I know you are all right ...

OP posts:
greeneyes1978 · 29/12/2013 22:36

Same happened here with my DH brother and his family. My youngest has never met him and my eldest doesn't remember them but we do talk about them every now and again eg you have another cousin or you look like uncle so so in this picture. Trying to make it natural I suppose.

littleblackno · 29/12/2013 22:46

I grew up knowing that I have a very large extended family on my mothers side but have not met most of them. Aunts, uncles, cousins and a grandmother. My mum never lied about then just said that they had fallenout. When I was older she told me why (obviously I only have her version).
They know I exist my mum has said she doesn't mind if I contact them, I've never wanted to.
I see no reason to lie to your ds, if you did and he found out it would probably cause more problems as he would want to know why.

ViviPru · 29/12/2013 22:56

God I had to read your OP really carefully twice to make sure you're not my dSis.

Suffice to say our situation is VERY similar.
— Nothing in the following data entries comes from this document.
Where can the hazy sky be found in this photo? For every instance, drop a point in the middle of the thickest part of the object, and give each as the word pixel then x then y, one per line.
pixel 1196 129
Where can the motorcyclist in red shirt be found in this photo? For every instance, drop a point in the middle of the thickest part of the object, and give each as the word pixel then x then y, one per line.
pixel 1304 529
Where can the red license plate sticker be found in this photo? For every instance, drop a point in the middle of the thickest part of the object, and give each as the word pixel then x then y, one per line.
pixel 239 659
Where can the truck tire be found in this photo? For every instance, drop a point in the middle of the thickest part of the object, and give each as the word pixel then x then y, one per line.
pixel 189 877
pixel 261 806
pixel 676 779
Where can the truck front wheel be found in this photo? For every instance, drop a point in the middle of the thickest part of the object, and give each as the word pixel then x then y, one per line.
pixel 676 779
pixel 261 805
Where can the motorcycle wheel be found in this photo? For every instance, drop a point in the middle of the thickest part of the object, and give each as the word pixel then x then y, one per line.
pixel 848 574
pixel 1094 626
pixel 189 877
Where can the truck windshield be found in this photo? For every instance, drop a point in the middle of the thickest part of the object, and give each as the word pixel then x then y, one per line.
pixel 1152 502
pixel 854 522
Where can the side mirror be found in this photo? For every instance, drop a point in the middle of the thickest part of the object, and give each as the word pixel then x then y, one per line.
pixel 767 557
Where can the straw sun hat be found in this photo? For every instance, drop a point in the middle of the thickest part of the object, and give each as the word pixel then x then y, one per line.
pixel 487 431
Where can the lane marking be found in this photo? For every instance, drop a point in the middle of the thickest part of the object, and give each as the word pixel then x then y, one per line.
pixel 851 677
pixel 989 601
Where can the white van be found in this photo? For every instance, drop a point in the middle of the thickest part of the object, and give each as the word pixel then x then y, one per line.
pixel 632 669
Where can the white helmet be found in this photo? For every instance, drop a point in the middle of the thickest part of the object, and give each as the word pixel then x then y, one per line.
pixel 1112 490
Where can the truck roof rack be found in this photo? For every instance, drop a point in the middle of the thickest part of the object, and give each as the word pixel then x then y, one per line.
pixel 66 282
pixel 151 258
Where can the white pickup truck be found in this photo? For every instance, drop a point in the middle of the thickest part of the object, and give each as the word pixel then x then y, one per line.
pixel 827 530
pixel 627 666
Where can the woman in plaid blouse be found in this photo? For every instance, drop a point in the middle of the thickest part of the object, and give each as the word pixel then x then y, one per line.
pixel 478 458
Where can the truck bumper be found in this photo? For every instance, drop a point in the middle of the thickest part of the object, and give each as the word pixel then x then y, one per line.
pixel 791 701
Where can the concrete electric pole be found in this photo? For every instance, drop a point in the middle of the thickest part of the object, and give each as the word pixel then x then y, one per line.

I often wonder what we'll tell our DCs, when the time comes but like other posters have said, we'll probably just give a simple, honest account of the situation, not hide anything and try and be as objective about it as possible.

My niece knew and got along with her cousins before the rift, she's now 8 and on occasion asks about them, but she accepts that her Mum doesn't see her uncle, and it doesn't seem to trouble her too much, they're very resilient with this kind of thing, it seems.

junkfoodaddict · 30/12/2013 21:47

My DS is far too young to know who my niece is (her photo is in our living room) and of course, too young to understand family dynamics etc.

I suppose the word 'lying' was the wrong word to use. Simply I mean, he isn't in our lives (his choice) but I see no reason to talk abut him therefore DS will probably grow up not realising their is an uncle and a cousin 'out there'.

I know at some point he will ask questions as to whether I have any siblings, it's really at that point what do I say. The temptation is to say 'an only child like your father' but I suppose you are right saying he will get cross with me WHEN he finds out the truth, if that is what I will say.

I just don't want him being of an age when he asks and realises that he has an uncle who chose not to know him. Sad

The simple truth by then would be; I have a brother who made a choice not to talk to us or see us anymore and I have no idea where he lives'.

OP posts:
WorraLiberty · 30/12/2013 21:52

He'll just grow up knowing he has extended family that he's never met.

Just like literally 1000s of kids who grow up that way.

I can't see why he'd give it a second thought.

MammaTJ · 30/12/2013 21:55

I don't speak to my Dad. My younger DC are 8 and 7. A couple of years ago my DD said 'Poor you, you don't have a daddy, he must be dead'.

I had never brought him up in conversation. They just assumed. I said 'Oh no, he's not dead, just lives a long way away' and that was that.

As they get older and maybe ask questions, then I will answer them. I have never lied though.